2020 Draughon Seminars
Alabama’s military forces were fierce and dedicated combatants for the Confederate cause. In this talk, Dr. Severance argues that Alabama’s electoral and political attitudes were, in their own way, just as unified in their support for the cause of southern independence. To be sure, the civilian populace often expressed unease about the conflict, as did a good many of Alabama’s legislators, but the majority of government officials and military personnel displayed pronounced Confederate loyalty and a consistent willingness to accept a total war approach in pursuit of their new nation’s aims. As Dr. Severance puts it, Alabama was a “war state all over.”

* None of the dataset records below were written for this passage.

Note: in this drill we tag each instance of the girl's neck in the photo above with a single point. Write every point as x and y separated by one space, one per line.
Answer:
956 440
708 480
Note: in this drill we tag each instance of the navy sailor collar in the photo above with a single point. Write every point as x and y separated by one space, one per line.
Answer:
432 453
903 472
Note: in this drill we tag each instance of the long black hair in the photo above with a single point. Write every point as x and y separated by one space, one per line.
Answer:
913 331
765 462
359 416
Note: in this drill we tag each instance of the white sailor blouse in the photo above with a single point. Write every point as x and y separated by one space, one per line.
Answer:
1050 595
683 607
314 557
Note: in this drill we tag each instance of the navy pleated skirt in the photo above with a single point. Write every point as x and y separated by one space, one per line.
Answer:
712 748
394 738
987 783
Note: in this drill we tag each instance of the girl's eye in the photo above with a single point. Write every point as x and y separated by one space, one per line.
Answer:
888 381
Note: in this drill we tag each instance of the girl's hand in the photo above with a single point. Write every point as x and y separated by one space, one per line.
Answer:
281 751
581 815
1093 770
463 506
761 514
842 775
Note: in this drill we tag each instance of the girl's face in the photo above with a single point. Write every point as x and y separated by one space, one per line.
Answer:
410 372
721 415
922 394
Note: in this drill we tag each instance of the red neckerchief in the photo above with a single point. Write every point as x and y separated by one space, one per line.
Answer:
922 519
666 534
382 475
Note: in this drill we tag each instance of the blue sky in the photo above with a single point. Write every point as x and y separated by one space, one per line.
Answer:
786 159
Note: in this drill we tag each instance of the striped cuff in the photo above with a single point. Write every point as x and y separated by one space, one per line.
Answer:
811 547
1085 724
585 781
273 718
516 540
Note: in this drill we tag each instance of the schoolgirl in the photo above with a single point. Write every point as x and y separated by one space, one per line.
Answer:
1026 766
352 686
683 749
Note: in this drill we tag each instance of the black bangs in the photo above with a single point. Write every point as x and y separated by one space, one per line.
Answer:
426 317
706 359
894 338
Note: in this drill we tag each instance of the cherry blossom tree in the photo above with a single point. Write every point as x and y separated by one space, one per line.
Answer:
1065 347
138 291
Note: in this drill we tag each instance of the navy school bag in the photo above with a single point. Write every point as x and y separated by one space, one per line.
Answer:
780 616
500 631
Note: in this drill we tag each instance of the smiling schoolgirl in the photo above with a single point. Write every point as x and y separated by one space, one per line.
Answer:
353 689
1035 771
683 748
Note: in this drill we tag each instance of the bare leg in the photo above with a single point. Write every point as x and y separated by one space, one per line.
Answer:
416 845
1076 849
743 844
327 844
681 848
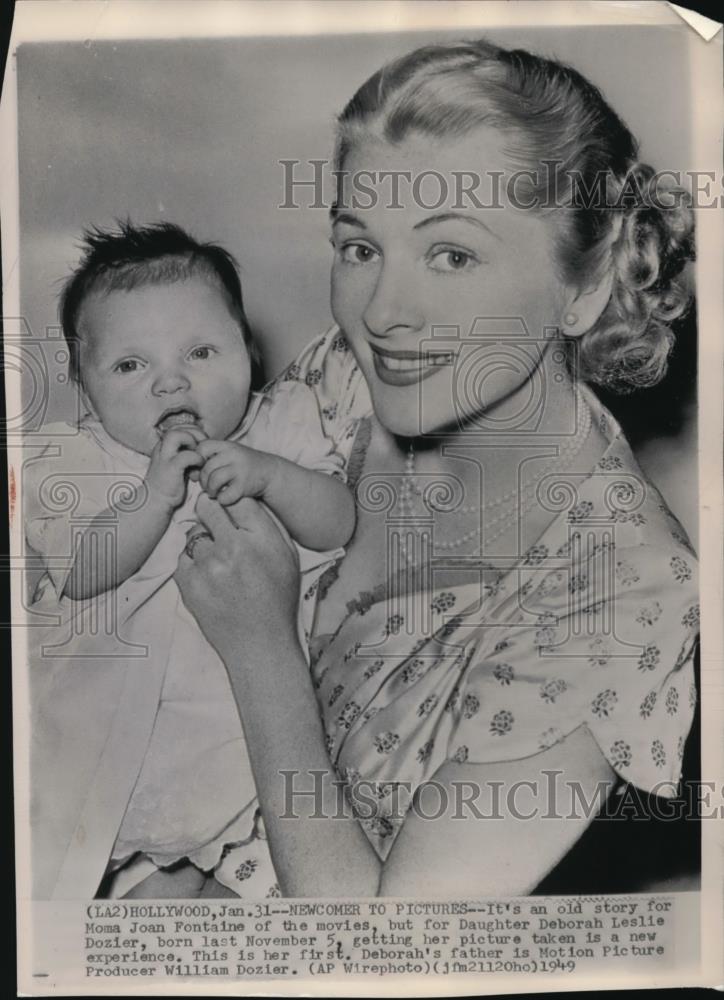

Dr. Severance examines the state’s political leadership at multiple levels of governance—congressional, gubernatorial, and legislative—and orients much of his analysis around the state elections of 1863. Coming at the war’s midpoint, these elections provide an invaluable gauge of popular support for Alabama’s role in the Civil War, particularly at a time when the military situation for Confederate forces was looking bleak. The results do not necessarily reflect a society that was unreservedly prowar, but they clearly establish a polity that was committed to an unconditional Confederate victory, in spite of the probable costs.
Dr. Ben H. Severance is a Professor of History at Auburn University at Montgomery. A former officer in the U.S. Army, he joined the History Department at AUM in August 2005. His specialties are Civil War and Reconstruction, Antebellum America, and American Military History. He is also an avid reader of short-story horror fiction and pre-steroids baseball history. Dr. Severance has published three books: Tennessee’s Radical Army: The State Guard and Its Role in Reconstruction, 1867-1869 (University of Tennessee Press, 2005); Portraits of Conflict: A Photographic History of Alabama in the Civil War (University of Arkansas Press, 2012); and most recently, A War State All Over: Alabama Politics and the Confederate Cause (University of Alabama Press, 2020).
Draughon Seminars in State and Local History is a series of lectures sponsored by the Caroline Marshall Draughon Center for the Arts and Humanities in the College of Liberal Arts at Auburn University. The series is funded by the Kelly Mosley Endowment in honor of Dr. Ralph B. Draughon, president of Auburn University from 1947 to 1965. Draughon was a historian with a deep commitment to both state history and public education.